2. Explain how to calculate the mean, x. To find the mean of a set of observations, add their values and divide by the number of observations. 3. Explain how to calculate the median, M. The median, M, is the midpoint of a distribution, the number such that half the observations are smaller and the other half are larger. To find the median: 1) arrange all the observations in order of size, from smallest to largest 2) if the number of observations is odd, the median M is the center observation of the order list 3) if the number of observations is even, the median M is the mean of the 2 center observations in the ordered list. 4. Explain why the median is resistant to extreme observations, but the mean is nonresistant. The median is resistant because it is only based on the middle one or two observations of the ordered list. The mean is sensitive to the influence of a few extreme observations. Even if there are no outliers a skewed distribution will pull the mean toward the long tail. 5. In a symmetric distribution where are the mean and median in relation to each other? What about in a distribution that is skewed? See graphs below. 6. What is the difference between average value and typical value? 7. Explain how to calculate Q1 and Q3 and IQR. To calculate the quartiles: 1) arrange the observations in increasing order and locate the median in the list 2) Q1 is the median of the observations whose position in the ordered list is to the left of the location of the overall median 3) Q3 is the median of the observations whose position in the ordered list is to the right of the location of the overall median. The IQR is the distance between the first and third quartiles, Q3 - Q1. Also known as the range of the middle half of the data. 8. When does an observation become an outlier? An observations is an outlier it if is more than 1.5*IQR above the third quartile of below the first quartile. 9. What is the five-number summary? The 5 # summary is: Minimum, Q1, Median, Q3, and, maximum. 10. How much of the data falls between each quartile? 25% of the data falls between each quartile. 11. How much of the data falls between Q1 and Q3? 50% of the data falls between Q1 and Q3. Describe a boxplot. A modified boxplot is a graph of the 5-number summary, with outliers plotted individually.

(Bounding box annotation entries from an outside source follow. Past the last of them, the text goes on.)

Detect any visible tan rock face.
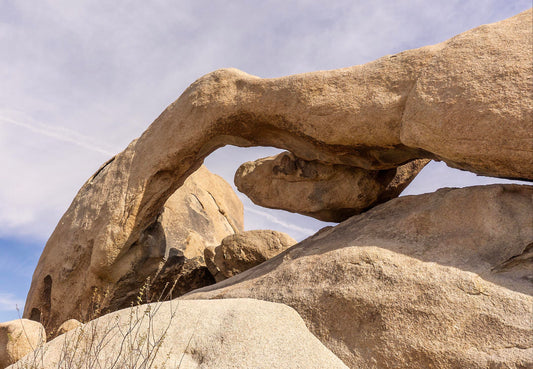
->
[0,319,46,369]
[24,10,533,340]
[183,185,533,369]
[10,299,347,369]
[24,163,243,336]
[235,152,429,222]
[204,230,296,282]
[57,319,83,336]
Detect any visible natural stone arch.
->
[25,11,533,330]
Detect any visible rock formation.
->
[235,152,429,222]
[183,185,533,369]
[14,10,533,368]
[24,163,243,330]
[10,299,347,369]
[0,319,46,369]
[24,10,533,334]
[57,319,83,336]
[204,230,296,282]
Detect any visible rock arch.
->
[24,10,533,330]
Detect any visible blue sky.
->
[0,0,531,321]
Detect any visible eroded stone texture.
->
[204,230,296,282]
[24,10,533,336]
[235,152,429,222]
[182,185,533,369]
[10,299,347,369]
[57,319,83,336]
[25,165,243,336]
[0,319,46,369]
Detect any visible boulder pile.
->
[0,9,533,369]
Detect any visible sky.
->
[0,0,531,322]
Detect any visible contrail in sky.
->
[0,116,115,156]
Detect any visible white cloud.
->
[0,111,114,156]
[244,206,316,236]
[0,293,24,314]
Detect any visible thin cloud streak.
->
[244,206,316,236]
[0,116,115,156]
[0,293,24,311]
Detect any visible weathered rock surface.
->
[24,165,243,332]
[235,152,429,222]
[204,230,296,282]
[11,299,346,369]
[0,319,46,369]
[182,185,533,369]
[24,10,533,344]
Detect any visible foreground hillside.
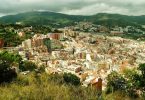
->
[0,12,145,27]
[0,73,133,100]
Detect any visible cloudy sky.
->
[0,0,145,16]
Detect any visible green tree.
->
[0,52,18,83]
[63,73,80,85]
[107,72,126,93]
[19,61,37,71]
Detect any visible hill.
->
[0,11,145,27]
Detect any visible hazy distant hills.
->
[0,12,145,27]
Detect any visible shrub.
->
[63,73,80,85]
[19,61,37,71]
[107,72,126,93]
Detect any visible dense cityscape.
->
[0,0,145,100]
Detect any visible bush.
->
[19,61,37,71]
[0,52,17,84]
[63,73,80,85]
[107,72,126,93]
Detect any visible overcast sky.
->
[0,0,145,16]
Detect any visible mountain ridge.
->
[0,11,145,26]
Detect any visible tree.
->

Description: - a central box spans the quartiles - a line in the

box marks the median - observations more than 1.5*IQR outside the central box are plotted individually - lines extend from the box out to the smallest and largest observations that are not outliers. 12. What does standard deviation measure? The standard deviation is a measure of spread. It measures spread around the mean and should only be used when the mean is chosen as the measure of center. 13. What is the relationship between variance and standard deviation? The standard deviation, s, is the square root of the variance s 2. 14. When does standard deviation equal zero? The standard deviation = 0 only when there is no spread. This happens only when all observations have the same value. Otherwise s > 0. As the observations become more spread out about their mean, s gets larger. 15. What are the units for the standard deviation of a distribution? The standard deviation is expressed in the same units as the data. 16. Is standard deviation resistant or nonresistant to extreme observations? Explain. The standard deviation, s, like the mean, is not resistant. Strong skewness or a few outliers can make s very large. 17. Use a five number summary when you want to provide a quick overall description of distribution. Remember, numerical summaries do not fully describe the shape of a distribution. Always plot your data. 18. Use x and s when the distribution is roughly symmetrical and not affected by outliers.